But why does 'net acid load' have to be 'buffered' by anything, let alone adequate dietary calcium? Don't the lungs and the kidneys just excrete excess acid. This whole 'buffering' concept seems to ignore how powerful these two organs are at getting rid of excess acidity. Without them, I can well understand how the body would have to 'buffer' this low pH. But aren't lungs and kidneys expressly designed to be able to cope with far more excess acidity than even a pure muscle meat dietary intake would produce? So well designed in fact, that the kidneys even reabsorb bicarbonate to ensure maximum efficiency at just getting rid of excess acid. Saying that, I realize that getting enough potassium as well as sodium is essential for this acid excretory function of lungs and kidneys to work properly without creating long term problems for the kidneys.

Lyn

Really interesting. Thanks for such a detailed reply Gabriel. I was wondering if you could clarify the 'buffering' bit... a bit?

...why does 'net acid load' have to be 'buffered' by anything, let alone adequate dietary calcium?

Actually, why not? This is one example of how important redundant systems are for the survival of a spieces. Mammals have a number of redundant systems that are triggered seemingly to accomplish the same thing, but it is the existence of such redundancy that guarantees successful adaptation and function.


Don't the lungs and the kidneys just excrete excess acid. This whole 'buffering' concept seems to ignore how powerful these two organs are at getting rid of excess acidity. Without them, I can well understand how the body would have to 'buffer' this low pH. But aren't lungs and kidneys expressly designed to be able to cope with far more excess acidity than even a pure muscle meat dietary intake would produce? So well designed in fact, that the kidneys even reabsorb bicarbonate to ensure maximum efficiency at just getting rid of excess acid. Saying that, I realize that getting enough potassium as well as sodium is essential for this acid excretory function of lungs and kidneys to work properly without creating long term problems for the kidneys.

Lyn

Yes, the lungs and kidneys are also designed to deal with excess acid. In fact, because we are open systems, when there is an increase in acidity resulting from metabolic processes that constantly generate CO2, the release of CO2 is what maintains the acidity constant (pH). However, there is also other buffer systems called nonbicarbonate buffers, which are predominantly intracellular and make up about one thirds of the total buffer capacity of the blood; the bicarbonate buffer, which is the one you described, accounts for the other two thirds.

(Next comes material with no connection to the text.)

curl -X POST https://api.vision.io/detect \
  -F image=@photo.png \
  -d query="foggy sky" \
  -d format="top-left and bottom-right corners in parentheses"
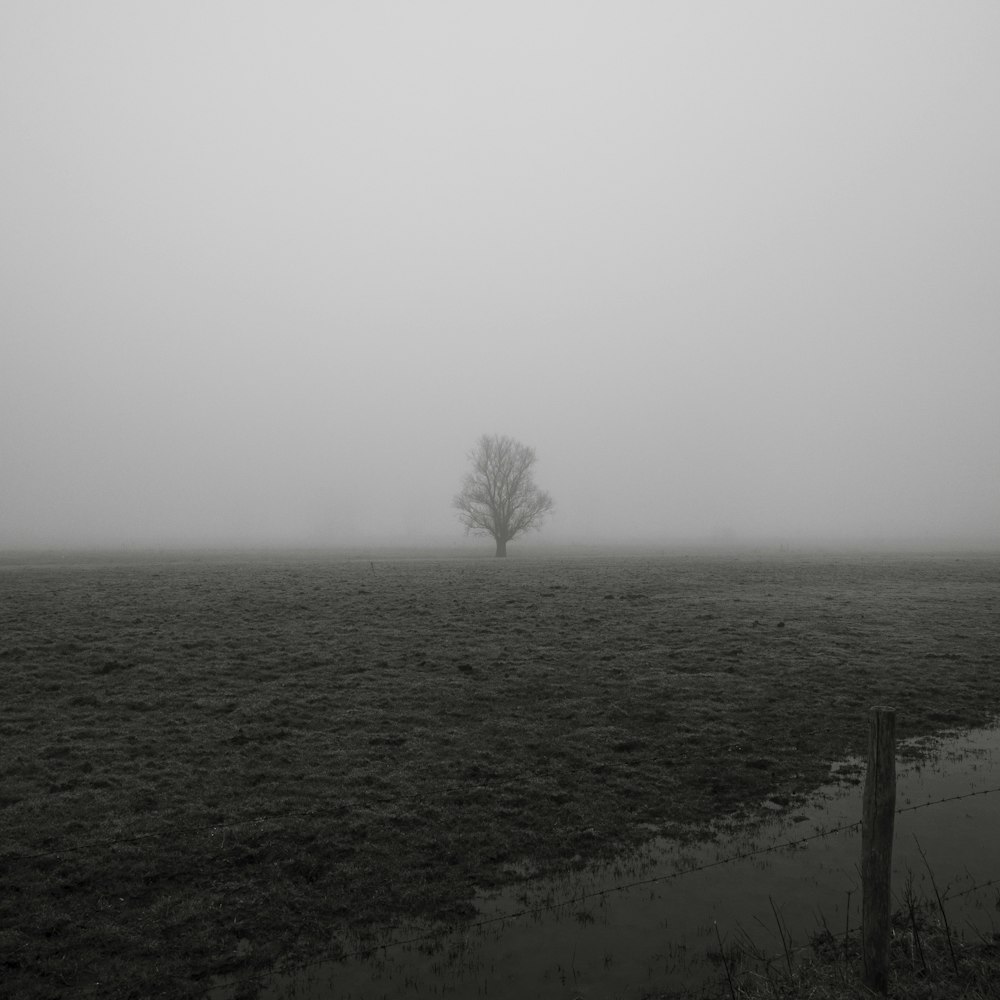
top-left (0, 0), bottom-right (1000, 547)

Without the kidneys, the lungs couldn't cope with the bicarbonate concentration, which changes primarily due to increaes in carbonic acid concentration, so renal excretion of hydrogen ions is necessary.

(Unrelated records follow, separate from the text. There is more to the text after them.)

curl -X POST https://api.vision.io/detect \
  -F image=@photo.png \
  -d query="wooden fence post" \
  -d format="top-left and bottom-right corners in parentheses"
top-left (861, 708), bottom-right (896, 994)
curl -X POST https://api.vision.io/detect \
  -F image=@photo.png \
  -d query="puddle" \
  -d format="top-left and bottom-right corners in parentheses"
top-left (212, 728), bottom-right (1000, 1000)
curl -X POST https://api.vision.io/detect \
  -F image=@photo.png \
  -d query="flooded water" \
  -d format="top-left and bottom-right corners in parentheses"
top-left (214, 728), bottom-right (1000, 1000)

Contrary to the open system buffers (lungs and kidneys), noncarbonic buffers opperate as closed systems (predominantly intracellular). Hemoblobin, for example, is one of those noncarbonic buffers in the blood.

Perhaps to understand the two buffering systems (carbonc and noncarbonic), it's easy to think that


A primary change in CO2 is a respiratory disturbance in the acid-base balance
A primary change in bicarbonate is a nonrespiratory or metabolic disturbance of the acid-base balance.


Metabolic disturbances can be either acidic (metabolic acidosis) or alkaline (metabolic alkalosis). Renal failure to excrete the normal acid load, ingestion of acid, excess endogenous production of acid as seen in diabetes and true starvation (ketoacidosis), anaerobic prodcution of lactic acid (incomplete oxidation of carbohdyrate), all those induce metabolic acidosis (pH is low, and there is low concentration of bicarbonate). Metabolic alkalosis, on the other hand, may rise from inake of alkaline substances, loss of hydrogen ions from vomiting or from increase renal excretion of hydrogen in potassium deficiency. In this type of imbalance respiratory compensation is limited.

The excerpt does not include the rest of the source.